As we prepare for 2019, let’s take a look back at some of the top moments from this past year in our schools, in the community and in Gloucester Township.
Another year is coming to a close, and Gloucester Township residents have plenty to look back on from the municipal and school levels, as well as community events.
Let’s take a look back at some of the top moments from this past year:
Timber Creek high jumper breaks meet record and becomes NJSIAA Group 3 Champion
At the Ocean Breeze Invitational track competition in Staten Island, Timber Creek Regional High School sophomore Tierra Hooker did not know she had broken a meet record until a few moments after she landed a five-foot, 10-inch jump.
In fact, it was actually the second record the 15-year-old beat at that weekend competition in late January.
“I started visualizing myself clearing it instead of just rushing into the bar,” Tierra recalled. “I closed my eyes and just stepped back and went for it.”
The surreal moment led to her beating 23 other athletes in the girls high jump varsity red group.
The event’s roaring spectators couldn’t believe it, but Hooker had just recently returned from a lengthy illness that cost her the first full month of the indoor winter track season.
Leading up to Ocean Breeze, Hooker was averaging about five-feet, six-inches at each meet, kindling even more emotion as she nearly jumped six feet in the air.
“The most challenging part was definitely coming back, because when I was out a month, I was out of shape,” Hooker said. “I had to catch up to everyone.”
Following Ocean Breeze, Hooker would once again surprise even herself, as she clinched first place in high jump at the Feb. 17 NJSIAA Group 3 Championships, where she jumped five-feet, six-inches.
Throughout the rest of her high school career, Hooker hoped to participate in more events, meets and, eventually, other track and field activities.
Although she wants to delve back into sprints and hurdles, Hooker will always see herself as a high jumper.
Congressman Norcross hosts school safety forum at Highland Regional High School
In February, police, students, educators and politicians, including Mayer and Congressman Donald Norcross, conducted a roundtable discussion about the local, state and federal approaches to school security.
In light of the Feb. 14 mass shooting in Parkland, Fla., the panel, which included the chiefs of police and superintendents of both Gloucester and Washington townships, spent an hour not only recognizing the spectrum of issues encompassed in this national crisis but also brainstorming solutions.

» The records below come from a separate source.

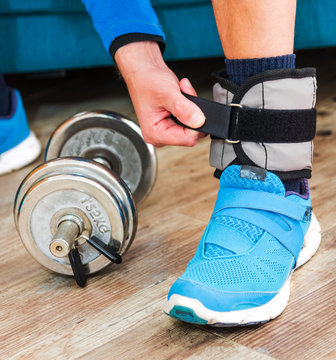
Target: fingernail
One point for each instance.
(187, 83)
(197, 120)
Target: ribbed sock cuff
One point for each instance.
(240, 69)
(5, 97)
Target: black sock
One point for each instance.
(240, 69)
(5, 97)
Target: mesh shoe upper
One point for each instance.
(238, 257)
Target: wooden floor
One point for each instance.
(119, 314)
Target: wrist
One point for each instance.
(136, 56)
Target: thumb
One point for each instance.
(185, 110)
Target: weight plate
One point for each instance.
(86, 187)
(113, 141)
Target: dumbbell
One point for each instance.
(76, 212)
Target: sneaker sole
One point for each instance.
(21, 155)
(193, 311)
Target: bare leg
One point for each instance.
(255, 29)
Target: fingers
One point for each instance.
(167, 132)
(182, 108)
(186, 87)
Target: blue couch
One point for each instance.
(41, 35)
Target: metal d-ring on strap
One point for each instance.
(235, 123)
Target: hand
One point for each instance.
(156, 94)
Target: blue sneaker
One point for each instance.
(257, 236)
(18, 145)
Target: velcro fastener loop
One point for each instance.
(273, 126)
(251, 199)
(256, 125)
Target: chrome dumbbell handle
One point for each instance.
(68, 229)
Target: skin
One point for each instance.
(247, 29)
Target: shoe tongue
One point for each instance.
(251, 178)
(228, 235)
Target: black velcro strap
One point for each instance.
(217, 117)
(257, 125)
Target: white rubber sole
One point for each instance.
(21, 155)
(192, 310)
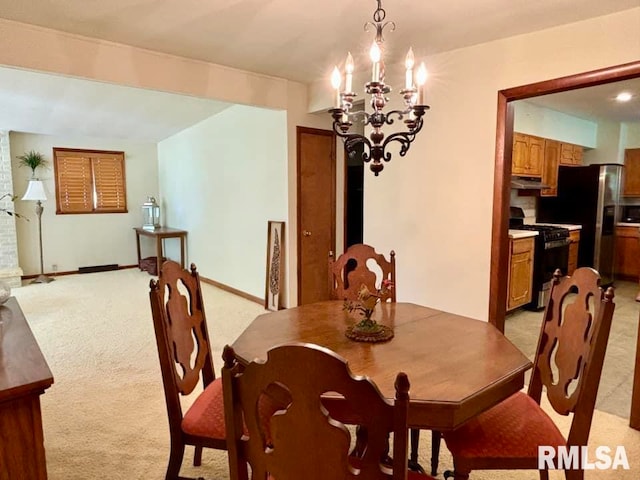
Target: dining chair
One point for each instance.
(304, 441)
(568, 364)
(185, 357)
(353, 269)
(347, 274)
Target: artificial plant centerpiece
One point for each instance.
(33, 160)
(368, 329)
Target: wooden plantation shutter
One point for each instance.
(74, 187)
(89, 181)
(108, 176)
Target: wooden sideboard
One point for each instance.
(24, 376)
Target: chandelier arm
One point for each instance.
(399, 113)
(404, 138)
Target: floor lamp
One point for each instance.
(35, 192)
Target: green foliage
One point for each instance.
(11, 212)
(33, 160)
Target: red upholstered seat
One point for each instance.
(205, 417)
(512, 429)
(411, 476)
(567, 368)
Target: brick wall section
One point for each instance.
(10, 272)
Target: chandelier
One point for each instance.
(375, 147)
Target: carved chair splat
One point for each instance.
(568, 364)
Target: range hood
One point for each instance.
(527, 183)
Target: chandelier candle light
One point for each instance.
(375, 147)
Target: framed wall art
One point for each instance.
(274, 283)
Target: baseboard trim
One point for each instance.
(70, 272)
(235, 291)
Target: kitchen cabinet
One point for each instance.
(550, 168)
(628, 252)
(571, 154)
(520, 272)
(528, 155)
(574, 238)
(631, 185)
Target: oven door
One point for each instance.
(554, 256)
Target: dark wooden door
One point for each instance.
(316, 211)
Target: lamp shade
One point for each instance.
(35, 191)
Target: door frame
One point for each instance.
(502, 172)
(315, 131)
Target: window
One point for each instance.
(89, 181)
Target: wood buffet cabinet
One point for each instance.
(628, 252)
(24, 376)
(520, 272)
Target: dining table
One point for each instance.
(458, 367)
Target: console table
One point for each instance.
(160, 233)
(24, 376)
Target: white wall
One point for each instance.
(608, 145)
(73, 241)
(632, 135)
(222, 180)
(434, 207)
(547, 123)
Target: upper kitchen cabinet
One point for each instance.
(528, 155)
(570, 154)
(631, 186)
(550, 168)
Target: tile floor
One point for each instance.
(614, 395)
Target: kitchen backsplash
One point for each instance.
(528, 205)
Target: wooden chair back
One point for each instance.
(351, 270)
(181, 336)
(571, 348)
(305, 442)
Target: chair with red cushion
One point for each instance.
(305, 442)
(183, 345)
(362, 265)
(568, 363)
(185, 360)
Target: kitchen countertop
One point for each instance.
(522, 233)
(562, 225)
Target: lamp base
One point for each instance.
(42, 279)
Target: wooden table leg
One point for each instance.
(138, 245)
(182, 250)
(159, 254)
(634, 417)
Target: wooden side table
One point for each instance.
(160, 234)
(24, 376)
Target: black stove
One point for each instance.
(551, 252)
(548, 233)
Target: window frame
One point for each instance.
(93, 157)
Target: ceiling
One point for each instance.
(55, 105)
(596, 103)
(297, 40)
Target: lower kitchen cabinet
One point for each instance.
(520, 272)
(628, 252)
(574, 238)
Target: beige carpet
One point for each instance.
(105, 417)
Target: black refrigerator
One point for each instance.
(588, 196)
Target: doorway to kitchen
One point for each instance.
(502, 184)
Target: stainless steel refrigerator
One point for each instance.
(588, 196)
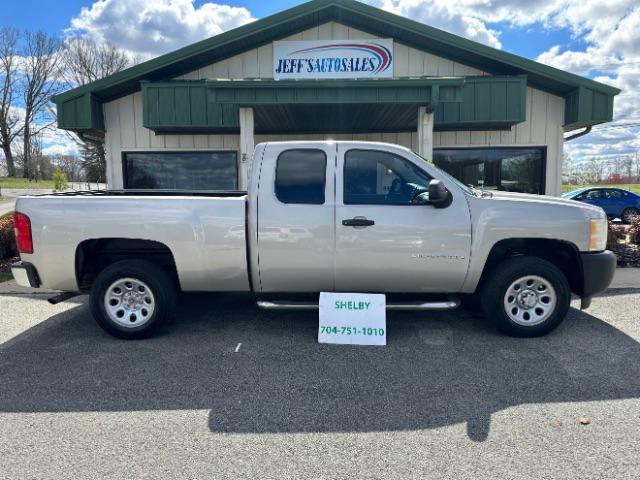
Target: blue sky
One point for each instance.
(39, 15)
(576, 35)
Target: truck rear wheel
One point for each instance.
(526, 296)
(132, 299)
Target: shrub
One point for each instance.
(8, 247)
(59, 180)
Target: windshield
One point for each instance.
(450, 177)
(573, 193)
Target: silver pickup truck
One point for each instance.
(319, 216)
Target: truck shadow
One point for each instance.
(437, 370)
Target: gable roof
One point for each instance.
(349, 12)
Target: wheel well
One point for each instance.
(93, 256)
(563, 255)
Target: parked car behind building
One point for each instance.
(616, 202)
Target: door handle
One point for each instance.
(358, 222)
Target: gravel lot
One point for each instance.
(447, 398)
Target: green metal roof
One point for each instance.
(314, 13)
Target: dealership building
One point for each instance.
(341, 70)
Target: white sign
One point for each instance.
(319, 59)
(352, 319)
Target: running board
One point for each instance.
(433, 306)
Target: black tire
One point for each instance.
(159, 282)
(628, 214)
(504, 275)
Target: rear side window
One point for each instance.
(373, 177)
(301, 176)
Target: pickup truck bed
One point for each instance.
(204, 231)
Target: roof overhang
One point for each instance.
(357, 15)
(307, 106)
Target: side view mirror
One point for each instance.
(437, 195)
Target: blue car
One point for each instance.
(616, 202)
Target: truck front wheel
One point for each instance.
(132, 299)
(526, 296)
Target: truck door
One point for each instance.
(295, 218)
(384, 243)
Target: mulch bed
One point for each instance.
(628, 253)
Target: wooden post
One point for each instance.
(247, 144)
(425, 133)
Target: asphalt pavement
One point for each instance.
(229, 391)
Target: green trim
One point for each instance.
(208, 106)
(585, 106)
(313, 13)
(176, 105)
(81, 113)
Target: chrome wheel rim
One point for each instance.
(129, 302)
(530, 300)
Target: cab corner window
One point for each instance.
(373, 177)
(186, 170)
(301, 176)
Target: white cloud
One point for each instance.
(444, 15)
(612, 54)
(146, 28)
(610, 32)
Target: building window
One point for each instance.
(181, 170)
(508, 169)
(301, 176)
(374, 177)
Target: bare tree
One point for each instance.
(10, 125)
(86, 61)
(596, 168)
(70, 165)
(41, 80)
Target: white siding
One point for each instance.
(542, 127)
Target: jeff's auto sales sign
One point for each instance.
(333, 59)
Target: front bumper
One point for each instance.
(25, 274)
(597, 272)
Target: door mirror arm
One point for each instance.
(437, 196)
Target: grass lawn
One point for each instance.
(14, 182)
(635, 187)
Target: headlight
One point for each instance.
(598, 235)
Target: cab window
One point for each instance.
(373, 177)
(301, 176)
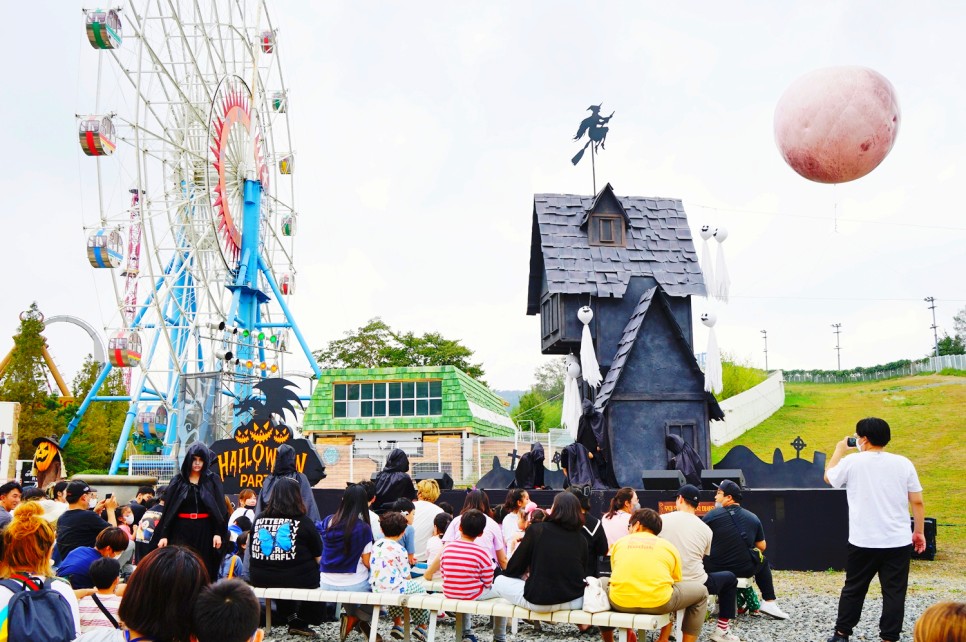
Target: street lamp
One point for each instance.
(764, 335)
(838, 344)
(935, 334)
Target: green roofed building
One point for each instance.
(358, 414)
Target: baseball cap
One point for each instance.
(689, 492)
(728, 487)
(75, 489)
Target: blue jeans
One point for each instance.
(363, 613)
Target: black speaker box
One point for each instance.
(717, 475)
(443, 479)
(662, 479)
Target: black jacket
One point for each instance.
(210, 487)
(557, 561)
(393, 481)
(285, 467)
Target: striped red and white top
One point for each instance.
(467, 570)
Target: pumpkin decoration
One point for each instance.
(48, 462)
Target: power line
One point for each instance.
(827, 219)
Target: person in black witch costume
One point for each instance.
(686, 459)
(393, 481)
(195, 514)
(285, 468)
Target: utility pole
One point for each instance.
(935, 333)
(764, 335)
(838, 344)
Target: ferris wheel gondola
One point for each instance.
(199, 118)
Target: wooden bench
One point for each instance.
(434, 602)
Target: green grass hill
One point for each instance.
(928, 426)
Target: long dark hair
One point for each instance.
(566, 512)
(617, 502)
(285, 500)
(161, 594)
(354, 507)
(513, 497)
(479, 500)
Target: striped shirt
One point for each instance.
(92, 617)
(467, 570)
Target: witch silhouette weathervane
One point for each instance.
(595, 128)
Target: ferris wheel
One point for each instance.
(193, 234)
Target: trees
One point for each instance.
(24, 381)
(376, 345)
(92, 445)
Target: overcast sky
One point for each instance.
(422, 131)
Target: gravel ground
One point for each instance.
(810, 599)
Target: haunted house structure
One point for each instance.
(632, 260)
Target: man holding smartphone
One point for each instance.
(880, 487)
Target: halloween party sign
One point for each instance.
(248, 457)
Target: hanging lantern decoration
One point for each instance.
(105, 248)
(723, 280)
(286, 164)
(588, 358)
(104, 29)
(124, 349)
(706, 266)
(712, 363)
(571, 404)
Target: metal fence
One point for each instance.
(932, 364)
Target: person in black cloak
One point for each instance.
(579, 468)
(285, 467)
(685, 459)
(393, 481)
(195, 514)
(529, 472)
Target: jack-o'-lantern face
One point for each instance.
(261, 434)
(281, 434)
(45, 455)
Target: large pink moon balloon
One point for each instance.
(837, 124)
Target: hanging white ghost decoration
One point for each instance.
(572, 402)
(723, 280)
(588, 358)
(712, 361)
(706, 266)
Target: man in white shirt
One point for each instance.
(880, 487)
(692, 538)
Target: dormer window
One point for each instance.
(606, 230)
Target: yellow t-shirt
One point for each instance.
(643, 569)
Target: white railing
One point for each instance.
(748, 409)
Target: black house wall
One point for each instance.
(610, 318)
(659, 384)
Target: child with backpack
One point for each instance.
(99, 610)
(390, 573)
(232, 567)
(34, 604)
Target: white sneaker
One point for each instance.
(771, 610)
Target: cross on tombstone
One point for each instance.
(798, 445)
(513, 459)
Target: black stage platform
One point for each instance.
(806, 529)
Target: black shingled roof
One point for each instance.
(653, 296)
(659, 245)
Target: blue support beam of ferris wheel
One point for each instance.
(288, 315)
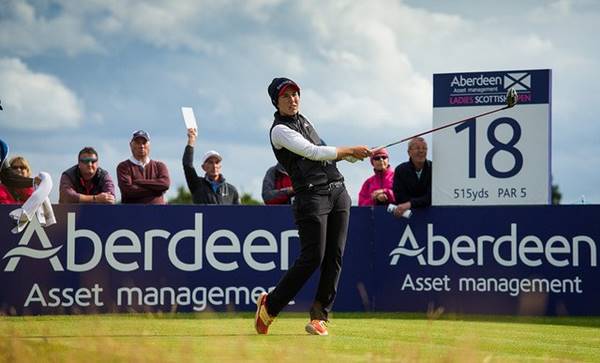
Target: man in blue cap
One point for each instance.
(321, 208)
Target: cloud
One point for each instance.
(35, 101)
(23, 32)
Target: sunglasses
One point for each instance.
(87, 160)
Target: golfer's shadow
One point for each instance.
(116, 336)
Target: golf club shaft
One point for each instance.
(441, 127)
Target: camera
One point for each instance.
(391, 208)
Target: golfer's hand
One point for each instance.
(192, 134)
(105, 198)
(401, 208)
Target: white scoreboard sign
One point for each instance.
(499, 159)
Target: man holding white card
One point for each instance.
(212, 188)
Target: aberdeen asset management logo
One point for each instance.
(511, 248)
(22, 250)
(518, 81)
(411, 251)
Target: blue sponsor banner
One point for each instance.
(508, 260)
(489, 88)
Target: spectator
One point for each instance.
(212, 188)
(18, 194)
(277, 186)
(141, 179)
(377, 189)
(86, 182)
(412, 179)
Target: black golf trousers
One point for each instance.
(322, 216)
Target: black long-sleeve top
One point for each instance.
(408, 187)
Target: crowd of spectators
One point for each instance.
(143, 180)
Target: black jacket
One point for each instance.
(407, 187)
(304, 173)
(201, 188)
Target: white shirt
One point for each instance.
(284, 137)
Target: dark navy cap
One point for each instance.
(278, 86)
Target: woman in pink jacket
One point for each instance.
(377, 190)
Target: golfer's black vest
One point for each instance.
(304, 173)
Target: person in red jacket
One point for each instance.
(141, 179)
(277, 186)
(17, 195)
(377, 189)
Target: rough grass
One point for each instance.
(230, 337)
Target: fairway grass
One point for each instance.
(354, 337)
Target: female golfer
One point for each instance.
(321, 208)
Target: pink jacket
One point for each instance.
(380, 180)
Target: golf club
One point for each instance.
(511, 100)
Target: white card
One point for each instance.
(189, 118)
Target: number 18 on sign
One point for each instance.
(499, 159)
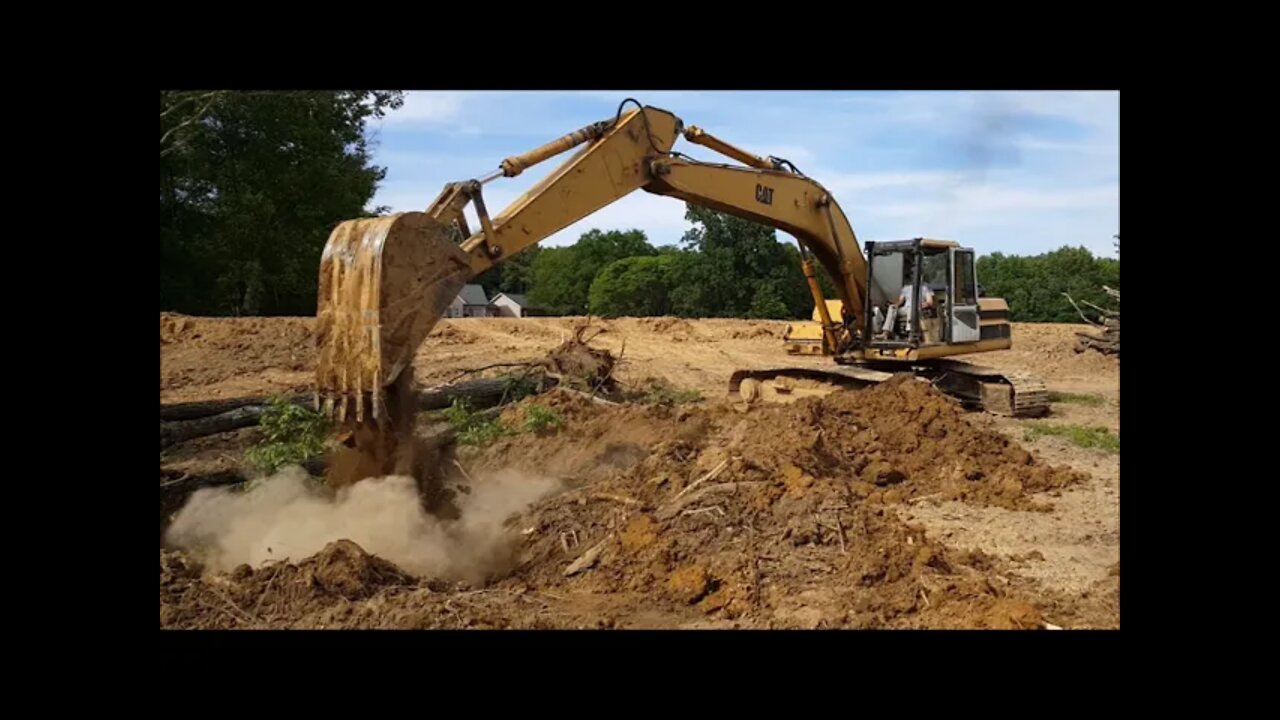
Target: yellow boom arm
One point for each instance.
(387, 281)
(634, 153)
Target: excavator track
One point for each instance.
(974, 386)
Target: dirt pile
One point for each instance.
(197, 351)
(781, 516)
(580, 364)
(777, 518)
(247, 597)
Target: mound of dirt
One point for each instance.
(448, 333)
(580, 363)
(778, 518)
(1048, 350)
(250, 597)
(201, 351)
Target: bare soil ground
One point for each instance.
(880, 507)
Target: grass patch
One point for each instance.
(517, 387)
(293, 434)
(1078, 399)
(1091, 437)
(474, 428)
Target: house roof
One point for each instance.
(472, 295)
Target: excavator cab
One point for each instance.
(937, 285)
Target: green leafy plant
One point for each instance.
(292, 434)
(517, 387)
(539, 418)
(1089, 437)
(474, 428)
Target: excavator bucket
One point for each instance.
(384, 283)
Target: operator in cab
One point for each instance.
(903, 309)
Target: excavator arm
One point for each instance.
(385, 282)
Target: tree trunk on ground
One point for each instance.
(190, 420)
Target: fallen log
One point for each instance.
(210, 408)
(247, 411)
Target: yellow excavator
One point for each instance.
(904, 306)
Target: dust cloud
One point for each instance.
(288, 516)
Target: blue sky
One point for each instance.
(1009, 172)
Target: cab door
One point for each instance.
(963, 306)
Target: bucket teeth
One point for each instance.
(384, 283)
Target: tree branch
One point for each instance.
(213, 98)
(1080, 311)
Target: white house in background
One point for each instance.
(513, 305)
(471, 302)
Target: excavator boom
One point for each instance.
(384, 282)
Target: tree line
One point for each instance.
(251, 183)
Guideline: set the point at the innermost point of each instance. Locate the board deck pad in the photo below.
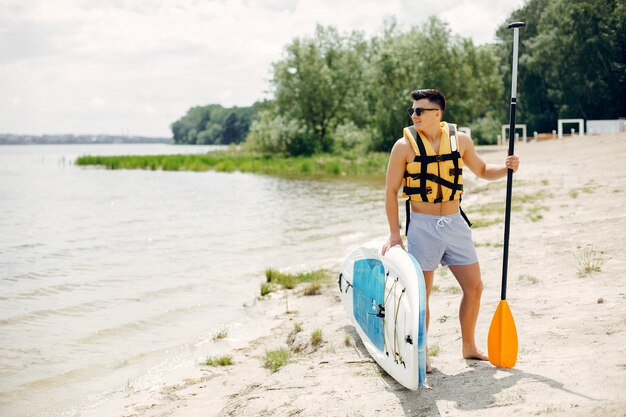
(369, 291)
(385, 298)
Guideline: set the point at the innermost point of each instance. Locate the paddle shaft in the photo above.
(509, 179)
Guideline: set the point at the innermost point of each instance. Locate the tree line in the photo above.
(214, 125)
(342, 93)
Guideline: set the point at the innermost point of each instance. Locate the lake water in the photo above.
(113, 277)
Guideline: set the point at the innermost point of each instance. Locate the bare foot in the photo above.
(475, 354)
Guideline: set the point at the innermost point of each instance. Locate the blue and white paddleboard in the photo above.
(385, 296)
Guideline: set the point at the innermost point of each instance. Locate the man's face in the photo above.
(428, 118)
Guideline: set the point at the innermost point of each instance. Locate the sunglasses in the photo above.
(418, 111)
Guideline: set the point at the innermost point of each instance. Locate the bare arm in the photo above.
(478, 166)
(395, 174)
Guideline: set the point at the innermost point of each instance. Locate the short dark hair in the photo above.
(432, 95)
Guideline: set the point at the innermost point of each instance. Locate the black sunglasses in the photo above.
(418, 111)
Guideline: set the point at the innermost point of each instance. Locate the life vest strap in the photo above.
(434, 178)
(429, 159)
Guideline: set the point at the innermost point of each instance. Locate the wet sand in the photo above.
(569, 199)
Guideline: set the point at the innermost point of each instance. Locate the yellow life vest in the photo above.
(433, 176)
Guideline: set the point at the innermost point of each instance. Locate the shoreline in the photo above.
(570, 324)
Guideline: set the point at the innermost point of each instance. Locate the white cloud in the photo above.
(71, 57)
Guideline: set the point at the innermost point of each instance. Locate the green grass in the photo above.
(434, 351)
(266, 288)
(314, 288)
(224, 360)
(222, 334)
(317, 337)
(297, 327)
(589, 260)
(276, 359)
(325, 165)
(289, 281)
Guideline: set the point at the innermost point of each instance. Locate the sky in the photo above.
(132, 67)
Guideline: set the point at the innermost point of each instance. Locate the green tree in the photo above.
(318, 82)
(429, 56)
(572, 60)
(214, 124)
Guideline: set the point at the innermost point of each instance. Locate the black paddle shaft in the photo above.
(509, 178)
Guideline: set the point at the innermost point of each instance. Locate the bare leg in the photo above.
(468, 277)
(428, 278)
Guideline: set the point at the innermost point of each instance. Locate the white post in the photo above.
(581, 125)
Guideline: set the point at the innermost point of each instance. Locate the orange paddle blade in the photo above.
(502, 342)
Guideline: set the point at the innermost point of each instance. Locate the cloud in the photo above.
(72, 57)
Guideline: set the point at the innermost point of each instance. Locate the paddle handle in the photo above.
(509, 178)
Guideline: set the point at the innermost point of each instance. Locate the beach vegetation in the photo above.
(313, 289)
(319, 166)
(316, 337)
(266, 288)
(222, 334)
(224, 360)
(276, 359)
(434, 351)
(289, 281)
(589, 260)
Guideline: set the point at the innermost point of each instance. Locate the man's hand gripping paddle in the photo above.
(502, 341)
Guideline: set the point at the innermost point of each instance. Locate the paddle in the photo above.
(502, 340)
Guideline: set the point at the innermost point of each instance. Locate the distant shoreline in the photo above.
(10, 139)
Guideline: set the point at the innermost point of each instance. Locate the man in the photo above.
(427, 161)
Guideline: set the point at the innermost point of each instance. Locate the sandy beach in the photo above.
(569, 196)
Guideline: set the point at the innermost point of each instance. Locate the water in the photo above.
(113, 276)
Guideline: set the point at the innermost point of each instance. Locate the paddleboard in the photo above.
(385, 296)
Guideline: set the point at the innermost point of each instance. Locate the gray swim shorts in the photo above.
(446, 239)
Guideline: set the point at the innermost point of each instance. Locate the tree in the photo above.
(429, 56)
(319, 81)
(572, 60)
(214, 124)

“Somehow, given what our country is going through and the amount of times we’ve been through this — this seems different,” Norcross said. “But, it should not be different.”
As the discussion proceeded, a recurring topic was, amid heightened police presence, how a school can still feel like a sanctuary of learning. With nationwide debates about arming teachers, the welcoming nature of schools can be comprised.
“There’s a real delicate balance between creating a loving, emotionally charged, happy environment for our children where they get to love and grow,” said Joe Bollendorf, superintendent of the Washing Township Public Schools. “We’re building prisons in order to keep them safe. … I’m not about building prisons to teach our kids. I think that school needs to be a place where we celebrate happiness.”
Gloucester Township Public Schools pass resolution for $4.8 million roof
The Gloucester Township Public Schools Board of Education voted to approve the installation of a $4,769,099 roof for Ann A. Mullen Middle School earlier this year.
The capital project, which was a part of the 2018–2019 school budget, came from the district’s capital reserve account and did not increase local taxes, according to the district.
The resolution was passed in March after initially being tabled in February due to residents’ concerns.
The district said it had planned to purchase a new roof since around 2013, as the building, which is the largest in the district, had faced a series of issues, including nearly 86 leaks, according to Superintendent John Bilodeau.
One major concern was the costs of the removal and replacement of the roof’s solar panels, which were installed in 2013. According to the project overview, the removal and replacement of the panels cost $275,800. In 2013, the solar panel company deemed the roof suitable for installation, according to Bilodeau.